2. The lamp as claimed in claim 1 wherein the fill further comprises mercury and either Ar or Xe; and

wherein the CaI2 or CaBr2 or both are in a molar quantity between about 10 and 75% of the total molar quantity of the total halides; and

wherein the AlI3 or AlBr3 or both are in a molar quantity between about 2 and 50% of the total molar quantity of the total halides; and

wherein the TlI or TlBr or both are in a molar quantity between about 5 and 50% of the total molar quantity of the total halides.

3. The lamp as claimed in claim 1 wherein said fill further comprises mercury plus either Ar or Xe plus halides of at least one of the elements of Dy, Ho, Tm, Na, Li, Cs; and

wherein the CaI2 or CaBr2 or both are in a molar quantity between about 10 and 75% of the total molar quantity of the total halides; and

wherein the AlI3 or AlBr3 or both are in a molar quantity between about 2 and 50% of the total molar quantity of the total halides; and

wherein TlI or TlBr or both are in a molar quantity between about 5 and 50% of the total molar quantity of the total halides.

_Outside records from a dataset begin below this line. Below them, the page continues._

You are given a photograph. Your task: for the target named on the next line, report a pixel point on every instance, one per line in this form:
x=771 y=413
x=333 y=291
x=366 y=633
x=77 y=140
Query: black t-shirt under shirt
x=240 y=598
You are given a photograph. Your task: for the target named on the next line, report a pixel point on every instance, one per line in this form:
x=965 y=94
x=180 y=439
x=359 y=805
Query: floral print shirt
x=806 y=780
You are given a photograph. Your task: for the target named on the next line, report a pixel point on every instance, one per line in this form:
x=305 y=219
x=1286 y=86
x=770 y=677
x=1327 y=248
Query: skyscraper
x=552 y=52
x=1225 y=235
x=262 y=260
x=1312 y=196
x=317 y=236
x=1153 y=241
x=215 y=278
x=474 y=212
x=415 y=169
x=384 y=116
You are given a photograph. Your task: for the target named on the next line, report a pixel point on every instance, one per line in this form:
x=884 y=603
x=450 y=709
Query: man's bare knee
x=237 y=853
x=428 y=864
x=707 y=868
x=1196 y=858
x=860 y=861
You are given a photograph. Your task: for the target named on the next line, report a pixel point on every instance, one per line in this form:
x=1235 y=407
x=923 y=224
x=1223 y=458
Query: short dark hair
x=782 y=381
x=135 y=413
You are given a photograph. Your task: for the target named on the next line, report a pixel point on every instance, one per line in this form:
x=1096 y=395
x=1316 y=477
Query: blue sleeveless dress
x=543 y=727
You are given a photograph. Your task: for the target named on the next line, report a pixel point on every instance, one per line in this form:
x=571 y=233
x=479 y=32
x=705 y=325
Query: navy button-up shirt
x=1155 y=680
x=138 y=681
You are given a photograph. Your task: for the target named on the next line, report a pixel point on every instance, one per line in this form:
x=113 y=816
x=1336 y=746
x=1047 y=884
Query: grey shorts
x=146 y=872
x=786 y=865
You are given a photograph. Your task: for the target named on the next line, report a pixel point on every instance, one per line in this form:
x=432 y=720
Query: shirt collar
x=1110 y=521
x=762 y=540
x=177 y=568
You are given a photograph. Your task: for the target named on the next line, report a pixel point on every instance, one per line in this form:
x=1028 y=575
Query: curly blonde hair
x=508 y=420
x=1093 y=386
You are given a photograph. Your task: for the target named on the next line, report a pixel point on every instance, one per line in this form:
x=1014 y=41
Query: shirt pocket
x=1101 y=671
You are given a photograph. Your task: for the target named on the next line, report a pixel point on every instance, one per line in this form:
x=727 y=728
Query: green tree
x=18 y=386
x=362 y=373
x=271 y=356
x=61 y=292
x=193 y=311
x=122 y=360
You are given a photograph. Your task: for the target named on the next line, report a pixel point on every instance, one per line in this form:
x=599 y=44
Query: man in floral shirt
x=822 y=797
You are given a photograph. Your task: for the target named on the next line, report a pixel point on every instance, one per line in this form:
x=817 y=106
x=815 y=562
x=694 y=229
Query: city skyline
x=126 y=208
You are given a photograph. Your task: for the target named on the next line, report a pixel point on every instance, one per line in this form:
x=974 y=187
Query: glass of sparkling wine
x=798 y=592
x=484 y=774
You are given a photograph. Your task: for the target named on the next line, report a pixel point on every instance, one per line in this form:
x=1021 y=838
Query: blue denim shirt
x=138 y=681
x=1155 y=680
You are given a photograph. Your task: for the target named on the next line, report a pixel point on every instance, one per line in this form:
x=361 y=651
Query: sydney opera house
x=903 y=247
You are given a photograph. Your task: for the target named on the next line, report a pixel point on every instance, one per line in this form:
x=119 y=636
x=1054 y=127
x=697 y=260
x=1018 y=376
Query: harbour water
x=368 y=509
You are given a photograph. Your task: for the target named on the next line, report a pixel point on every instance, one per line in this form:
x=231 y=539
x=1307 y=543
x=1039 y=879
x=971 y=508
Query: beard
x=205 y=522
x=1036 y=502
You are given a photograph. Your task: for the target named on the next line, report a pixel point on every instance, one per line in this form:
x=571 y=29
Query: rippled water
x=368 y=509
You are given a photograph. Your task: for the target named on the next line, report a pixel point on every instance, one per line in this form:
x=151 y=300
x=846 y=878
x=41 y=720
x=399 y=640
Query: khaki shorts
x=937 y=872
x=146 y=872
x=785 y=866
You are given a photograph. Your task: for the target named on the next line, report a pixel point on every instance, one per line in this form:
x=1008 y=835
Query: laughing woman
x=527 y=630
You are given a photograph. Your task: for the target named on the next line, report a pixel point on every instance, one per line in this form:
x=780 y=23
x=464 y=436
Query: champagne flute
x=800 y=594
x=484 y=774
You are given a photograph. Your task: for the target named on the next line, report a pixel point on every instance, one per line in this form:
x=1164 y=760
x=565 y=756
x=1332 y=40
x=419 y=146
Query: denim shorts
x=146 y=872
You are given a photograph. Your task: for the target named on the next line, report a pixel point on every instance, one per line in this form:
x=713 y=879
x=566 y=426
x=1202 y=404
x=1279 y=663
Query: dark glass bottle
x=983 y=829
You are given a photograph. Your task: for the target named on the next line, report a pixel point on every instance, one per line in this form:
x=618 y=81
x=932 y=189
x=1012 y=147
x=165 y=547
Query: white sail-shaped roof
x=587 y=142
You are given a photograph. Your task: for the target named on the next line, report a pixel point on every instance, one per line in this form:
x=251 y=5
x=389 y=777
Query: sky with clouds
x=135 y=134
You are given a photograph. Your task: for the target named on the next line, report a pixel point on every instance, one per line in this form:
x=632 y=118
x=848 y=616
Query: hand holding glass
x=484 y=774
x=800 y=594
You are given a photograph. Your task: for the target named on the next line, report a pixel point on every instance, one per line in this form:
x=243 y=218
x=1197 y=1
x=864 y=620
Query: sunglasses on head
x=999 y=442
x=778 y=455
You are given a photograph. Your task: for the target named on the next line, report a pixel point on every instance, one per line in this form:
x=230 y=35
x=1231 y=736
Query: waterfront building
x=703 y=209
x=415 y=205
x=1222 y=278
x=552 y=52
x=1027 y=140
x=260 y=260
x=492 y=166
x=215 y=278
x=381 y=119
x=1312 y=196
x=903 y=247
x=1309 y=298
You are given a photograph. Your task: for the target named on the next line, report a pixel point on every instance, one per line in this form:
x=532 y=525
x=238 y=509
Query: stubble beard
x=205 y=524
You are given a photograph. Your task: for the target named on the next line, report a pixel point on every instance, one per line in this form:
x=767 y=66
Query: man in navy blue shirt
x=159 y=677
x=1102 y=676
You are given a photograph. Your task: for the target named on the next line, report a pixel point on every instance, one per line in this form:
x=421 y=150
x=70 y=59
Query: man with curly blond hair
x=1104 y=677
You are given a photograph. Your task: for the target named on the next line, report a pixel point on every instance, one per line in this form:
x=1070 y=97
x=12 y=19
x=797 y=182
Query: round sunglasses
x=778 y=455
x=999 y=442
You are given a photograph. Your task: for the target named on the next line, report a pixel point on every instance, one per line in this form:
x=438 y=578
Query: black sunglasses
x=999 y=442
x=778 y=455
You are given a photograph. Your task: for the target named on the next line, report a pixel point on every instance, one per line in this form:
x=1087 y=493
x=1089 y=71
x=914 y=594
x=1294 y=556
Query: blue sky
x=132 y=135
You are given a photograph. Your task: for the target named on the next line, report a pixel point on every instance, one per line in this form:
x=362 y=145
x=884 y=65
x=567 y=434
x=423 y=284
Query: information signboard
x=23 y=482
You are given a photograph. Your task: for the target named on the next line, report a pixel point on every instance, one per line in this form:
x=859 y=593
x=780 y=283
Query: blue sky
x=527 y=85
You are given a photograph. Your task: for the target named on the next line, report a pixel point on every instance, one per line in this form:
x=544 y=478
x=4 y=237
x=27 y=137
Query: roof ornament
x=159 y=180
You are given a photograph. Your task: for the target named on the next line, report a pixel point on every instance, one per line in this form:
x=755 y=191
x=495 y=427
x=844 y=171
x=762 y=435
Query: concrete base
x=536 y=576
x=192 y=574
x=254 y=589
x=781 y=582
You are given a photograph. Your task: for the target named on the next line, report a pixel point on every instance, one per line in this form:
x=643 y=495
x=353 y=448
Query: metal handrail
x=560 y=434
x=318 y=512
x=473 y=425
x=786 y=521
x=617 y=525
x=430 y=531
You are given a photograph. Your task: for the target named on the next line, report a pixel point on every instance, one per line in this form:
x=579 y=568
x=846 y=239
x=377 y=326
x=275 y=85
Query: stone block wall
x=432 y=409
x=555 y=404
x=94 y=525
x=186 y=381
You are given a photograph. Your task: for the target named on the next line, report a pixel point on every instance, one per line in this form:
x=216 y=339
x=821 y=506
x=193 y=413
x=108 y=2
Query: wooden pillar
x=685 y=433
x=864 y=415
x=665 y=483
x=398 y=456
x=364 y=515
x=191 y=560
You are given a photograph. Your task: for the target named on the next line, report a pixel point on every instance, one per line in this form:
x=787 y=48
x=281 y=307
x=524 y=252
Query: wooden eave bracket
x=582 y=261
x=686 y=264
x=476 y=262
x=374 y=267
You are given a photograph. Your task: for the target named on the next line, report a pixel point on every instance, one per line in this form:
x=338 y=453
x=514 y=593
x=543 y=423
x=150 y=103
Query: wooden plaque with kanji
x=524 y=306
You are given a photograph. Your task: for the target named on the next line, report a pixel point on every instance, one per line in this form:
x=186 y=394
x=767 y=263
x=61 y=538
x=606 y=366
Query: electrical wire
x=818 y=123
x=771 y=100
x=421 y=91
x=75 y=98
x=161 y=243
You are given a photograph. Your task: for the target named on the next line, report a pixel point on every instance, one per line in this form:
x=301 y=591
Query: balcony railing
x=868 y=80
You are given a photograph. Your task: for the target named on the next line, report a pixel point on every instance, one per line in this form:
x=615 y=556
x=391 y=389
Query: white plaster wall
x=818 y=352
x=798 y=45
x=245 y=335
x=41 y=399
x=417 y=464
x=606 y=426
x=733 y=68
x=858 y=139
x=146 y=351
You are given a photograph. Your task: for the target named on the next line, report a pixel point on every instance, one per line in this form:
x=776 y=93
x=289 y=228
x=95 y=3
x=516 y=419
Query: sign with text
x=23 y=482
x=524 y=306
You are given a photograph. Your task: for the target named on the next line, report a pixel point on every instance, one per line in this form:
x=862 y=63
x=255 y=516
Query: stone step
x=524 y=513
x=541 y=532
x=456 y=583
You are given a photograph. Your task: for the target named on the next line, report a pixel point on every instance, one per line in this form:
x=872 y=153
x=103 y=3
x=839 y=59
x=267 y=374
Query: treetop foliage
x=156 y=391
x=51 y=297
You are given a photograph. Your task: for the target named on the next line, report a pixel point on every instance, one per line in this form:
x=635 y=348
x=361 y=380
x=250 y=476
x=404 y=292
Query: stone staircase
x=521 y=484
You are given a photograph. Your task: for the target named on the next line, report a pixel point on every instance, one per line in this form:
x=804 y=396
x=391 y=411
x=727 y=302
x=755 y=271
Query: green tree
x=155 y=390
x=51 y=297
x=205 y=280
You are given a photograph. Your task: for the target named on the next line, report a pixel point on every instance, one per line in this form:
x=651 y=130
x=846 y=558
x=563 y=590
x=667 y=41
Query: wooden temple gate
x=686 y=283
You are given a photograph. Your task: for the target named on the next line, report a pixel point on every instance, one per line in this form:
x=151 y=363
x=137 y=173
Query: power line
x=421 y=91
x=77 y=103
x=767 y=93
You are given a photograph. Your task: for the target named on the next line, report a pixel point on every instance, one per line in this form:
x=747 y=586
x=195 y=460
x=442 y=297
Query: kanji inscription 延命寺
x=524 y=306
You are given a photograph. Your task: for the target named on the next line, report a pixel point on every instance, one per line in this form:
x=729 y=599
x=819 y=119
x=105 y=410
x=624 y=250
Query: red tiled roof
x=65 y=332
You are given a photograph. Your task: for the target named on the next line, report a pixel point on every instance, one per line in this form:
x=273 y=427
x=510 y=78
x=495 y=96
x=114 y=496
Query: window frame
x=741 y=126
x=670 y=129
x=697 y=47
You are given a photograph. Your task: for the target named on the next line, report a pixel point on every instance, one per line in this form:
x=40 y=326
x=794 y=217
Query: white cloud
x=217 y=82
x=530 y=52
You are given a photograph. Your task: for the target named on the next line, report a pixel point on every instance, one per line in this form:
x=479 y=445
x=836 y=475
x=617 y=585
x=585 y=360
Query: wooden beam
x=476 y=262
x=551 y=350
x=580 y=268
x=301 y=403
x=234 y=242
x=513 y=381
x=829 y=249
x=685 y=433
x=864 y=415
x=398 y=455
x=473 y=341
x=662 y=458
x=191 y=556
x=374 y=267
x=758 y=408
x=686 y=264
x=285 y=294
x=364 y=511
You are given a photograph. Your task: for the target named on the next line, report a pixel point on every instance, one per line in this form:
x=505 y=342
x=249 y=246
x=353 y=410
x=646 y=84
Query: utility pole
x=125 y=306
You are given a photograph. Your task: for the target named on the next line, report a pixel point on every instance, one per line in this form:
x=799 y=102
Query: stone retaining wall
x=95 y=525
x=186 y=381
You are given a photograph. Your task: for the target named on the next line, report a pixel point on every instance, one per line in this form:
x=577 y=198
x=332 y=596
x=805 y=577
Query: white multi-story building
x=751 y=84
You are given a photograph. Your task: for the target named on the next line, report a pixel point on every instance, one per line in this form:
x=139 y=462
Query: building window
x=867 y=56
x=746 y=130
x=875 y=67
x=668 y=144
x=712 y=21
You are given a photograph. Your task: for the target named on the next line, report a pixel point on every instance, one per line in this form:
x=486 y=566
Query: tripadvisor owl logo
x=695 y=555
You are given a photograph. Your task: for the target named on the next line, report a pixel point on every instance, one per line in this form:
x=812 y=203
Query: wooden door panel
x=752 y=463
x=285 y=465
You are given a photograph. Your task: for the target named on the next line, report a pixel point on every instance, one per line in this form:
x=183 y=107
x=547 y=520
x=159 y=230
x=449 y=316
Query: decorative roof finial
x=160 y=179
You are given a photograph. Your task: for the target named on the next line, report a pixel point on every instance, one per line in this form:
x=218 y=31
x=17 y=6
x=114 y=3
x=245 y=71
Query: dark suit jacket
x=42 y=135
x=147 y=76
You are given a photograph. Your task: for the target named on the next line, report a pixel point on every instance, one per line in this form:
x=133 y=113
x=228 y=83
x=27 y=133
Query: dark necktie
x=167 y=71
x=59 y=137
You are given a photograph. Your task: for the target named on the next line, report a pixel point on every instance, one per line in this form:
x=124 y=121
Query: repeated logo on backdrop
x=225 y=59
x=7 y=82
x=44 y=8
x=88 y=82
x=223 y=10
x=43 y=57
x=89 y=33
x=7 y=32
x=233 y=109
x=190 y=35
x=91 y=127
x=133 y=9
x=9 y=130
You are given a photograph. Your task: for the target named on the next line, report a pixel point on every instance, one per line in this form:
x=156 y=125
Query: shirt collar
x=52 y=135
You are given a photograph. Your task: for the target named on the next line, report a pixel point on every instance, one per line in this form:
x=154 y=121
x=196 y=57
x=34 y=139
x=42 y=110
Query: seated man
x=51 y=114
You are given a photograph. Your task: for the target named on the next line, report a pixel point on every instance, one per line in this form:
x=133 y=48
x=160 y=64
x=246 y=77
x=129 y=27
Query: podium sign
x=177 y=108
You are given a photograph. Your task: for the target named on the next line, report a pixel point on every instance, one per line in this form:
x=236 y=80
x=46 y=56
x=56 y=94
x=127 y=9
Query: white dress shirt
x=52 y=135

4. The lamp according to claim 1 wherein the arc tube is either polycrystalline alumina, sapphire or quartz.

5. The lamp according to claim 1 wherein the arc tube is surrounded by a glass envelope.

6. The lamp according to claim 5 wherein said envelope contains a fill gas of nitrogen at a pressure between about 250 and 600 torr.

7. The lamp according to claim 1 wherein the arc tube is surrounded by a shroud.

8. The lamp according to claim 7 wherein the shroud is made of quartz or borosilicate glass.

9. The lamp according to claim 7 wherein the shroud is of cylindrical shape.

10. The lamp according to claim 7 wherein a glass shroud enclosing the arc tube is used as a narrow band filter to reduce radiation at about 585 nm with a half peak bandwidth of between about 5 and 40 nm.

11. The lamp according to claim 10 wherein said glass shroud consists of high silica boroscilicate glass doped with appropriate amounts of Nd to achieve said filtering effect.

12. An arc tube according to claim 2 wherein the fill is sodium-free.

13. A metal halide lamp having superior red rendering characteristics, said lamp comprising:

an arc tube formed of a material transmissive to visible radiation, said material being either polycrystalline alumina, sapphire or quartz; and

a fill of metal halides in said vessel, said fill comprising at least one member selected from the group consisting of CaI2, CaBr2 plus at least one member selected from the group consisting of AlI3, AlBr3, GaI3, GaBr3 plus at least one member selected from the group consisting of TlI and TlBr; and

said fill further comprising mercury and either Ar or Xe; and

wherein the CaI2 or CaBr2 or both are in a molar quantity between about 10 and 75% of the total molar quantity of the total halides; and

wherein the AlI3 or AlBr3 or both are in a molar quantity between about 2 and 50% of the total molar quantity of the total halides; and

wherein the TlI of TlBr or both are in a molar quantity between about 5 and 50% of the total molar quantity of the total halides; and

wherein said fill further comprises at least one of the elements of Dy, Ho, Tm, Na, Li, Cs; and

discharge electrodes disposed at opposite ends within said arc tube.